Sequence level experiment results. (a) Sequence logo for a designed protein sequence (PDB id: 1h4a_X). To facilitate visualization, we only show a segment from position 31 to 45. The height of each letter indicates the predicted probability of the corresponding amino acid at that position. The letters are colored by the same groups as in BLOSUM62 (see subfigure (b)). The native sequence is displayed on the bottom, and at each position, we color its conservation analysis result predicted by ConSurf [32]. (b) Confusion matrix of DIProT's prediction (left) and BLOSUM62 substitution matrix (right). The 20 amino acids are grouped into 6 categories based on their similarity and interchangeability in BLOSUM62 (colored by different colors). Our model's prediction shows a similar pattern of mutual substitution as BLOSUM62. (c) Sequence recovery and diversity metrics for DIProT with different sampling temperatures. Higher sampling temperature leads to slightly lower sequence recovery but greatly higher sequence diversity. (d) Inference time of DIProT (red) and ProteinMPNN (blue) for different chain lengths. DIProT is more than 10 times faster than ProteinMPNN in inference speed, and the efficiency advantage of DIProT is more obvious for longer proteins.

We generate 20 sequences referencing the structure of a human gamma-crystallin D protein (PDB id: 1h4a_X) and draw a sequence logo (Fig. 3(a)). This shows that DIProT recommends sequences that maintain the original amino acid in positions like 35 and 39, conservative substitution in positions like 34 and 42, and suggests high diversity substitution in positions like 31 and 38. The prediction of conservation sites aligns with ConSurf's results, a widely-used tool for estimating evolutionary conservation based on phylogenetic relations between homologous sequences [32].

After running the inference process for each reference protein structure in our hold-out test set, we obtained a confusion matrix of the amino acid from the original protein.

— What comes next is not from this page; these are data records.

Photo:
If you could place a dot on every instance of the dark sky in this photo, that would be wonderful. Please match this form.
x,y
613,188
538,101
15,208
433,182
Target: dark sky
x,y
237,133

The matrix can be partitioned into 6 groups corresponding to the conservative substitution group indicated by BLOSUM62 (Fig. 3(b)). This shows that DIProT can learn substitution patterns among different types of amino acids without explicit instruction during model training, demonstrating its powerful sequence-generation capability.

We also assessed DIProT's ability to recommend diverse sequences at different sampling temperatures. Fig. 3(c) shows how sampling temperature affects sequence diversity and recovery, proving that DIProT can generate more diverse sequences with only a slight trade-off in sequence recovery.

2.3.2. Structure level evaluation

As protein function is determined by its structure, and structure by sequence, it's essential to evaluate designs on a structural level. To determine whether the designed sequences can fold to these reference structures as input, we use a structure-prediction model, ESMFold [4], to fold the designs. ESMFold has similar prediction precision compared with AlphaFold2 [3] but is more efficient. We mainly consider two metrics: RMSD and pLDDT. As described above, RMSD reflects the structural similarity between the predicted and native structures, while pLDDT reflects ESMFold's prediction confidence.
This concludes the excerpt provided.